= Matthew Luscombe =

Scottish Anglican bishop

Matthew Henry Thornhill Luscombe (1776–1846) was a Scottish Anglican bishop in Europe.

==Life==
He was the son of Samuel Luscombe, physician at Exeter, and his wife Jane. He was educated at Exeter grammar school and at Catharine Hall, Cambridge, where he graduated B.A. 1798 and M.A. 1805. He was curate at Clewer, Windsor, and from 1806 to 1819 was master of the East India Company College at Hertford Heath, holding also the curacy of St. Andrew's, Hertford. Walter Farquhar Hook was one of his pupils there, and became an intimate friend. On 20 January 1810 he was incorporated M.A. of Oxford, joining Exeter College and proceeding B.C.L. 1 February 1810, and D.C.L. two days later. In 1819 he moved to Caen, and subsequently to Paris.

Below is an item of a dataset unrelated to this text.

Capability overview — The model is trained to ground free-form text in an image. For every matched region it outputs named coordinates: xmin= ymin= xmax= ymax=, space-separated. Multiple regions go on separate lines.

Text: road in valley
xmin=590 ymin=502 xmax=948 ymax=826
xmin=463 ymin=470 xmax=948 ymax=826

In 1824, George Canning decided to appoint Luscombe embassy chaplain in Paris, and also general superintendent at the same time of the Anglican congregations on the continent. But he shortly afterwards assented to a proposal made by Hook, that the bishops of the Scottish Episcopal Church should consecrate Luscombe to a continental bishopric; and so on 20 March 1825 Luscombe was consecrated at Stirling. In the course of the same year he assumed the office of chaplain at Paris, a post he retained until his death. Instead of the room at the embassy or the French Protestant Oratoire in which services had been held, he erected in 1834, mostly at his own cost, a church in the Rue d'Aguesseau. He officiated at William Makepeace Thackeray's marriage in Paris in 1836.

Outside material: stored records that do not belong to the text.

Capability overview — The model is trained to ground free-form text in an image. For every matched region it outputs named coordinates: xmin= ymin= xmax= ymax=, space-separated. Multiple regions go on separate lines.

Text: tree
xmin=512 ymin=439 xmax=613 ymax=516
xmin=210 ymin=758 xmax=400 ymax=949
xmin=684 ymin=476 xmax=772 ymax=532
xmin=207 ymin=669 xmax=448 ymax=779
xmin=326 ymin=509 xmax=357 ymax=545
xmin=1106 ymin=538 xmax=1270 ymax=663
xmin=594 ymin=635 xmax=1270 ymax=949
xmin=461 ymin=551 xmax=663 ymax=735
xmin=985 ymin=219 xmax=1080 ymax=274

Luscombe died suddenly of heart disease at Lausanne, 24 August 1846, and was buried at La Sallaz cemetery. On June 30 1804, at St. George's, Hanover Square, he had married Susannah Dawes, the daughter of Henry Harwood, commissioner of the navy, by whom he had a son (who predeceased him) and two daughters. He left a bequest for divinity scholarships at Glenalmond College, Perthshire.

==Works==
Luscombe held high-church principles. He was one of the founders in 1841 of the Christian Remembrancer. He published:

- Sermon on Adultery, London 1801.
- Sermons from the French (translations), 1825.
- The Church of Rome compared with the Bible, the Fathers of the Church, and the Church of England, 1839. This was translated into French, and a reply appeared in 1842 by Alessandro Zeloni: Concordance des Écritures, des Pères et des conciles des cinq premiers siècles avec la doctrine de l'Église catholique romaine, ou Réponse à l'ouvrage de M. Luscomb, évêque anglican.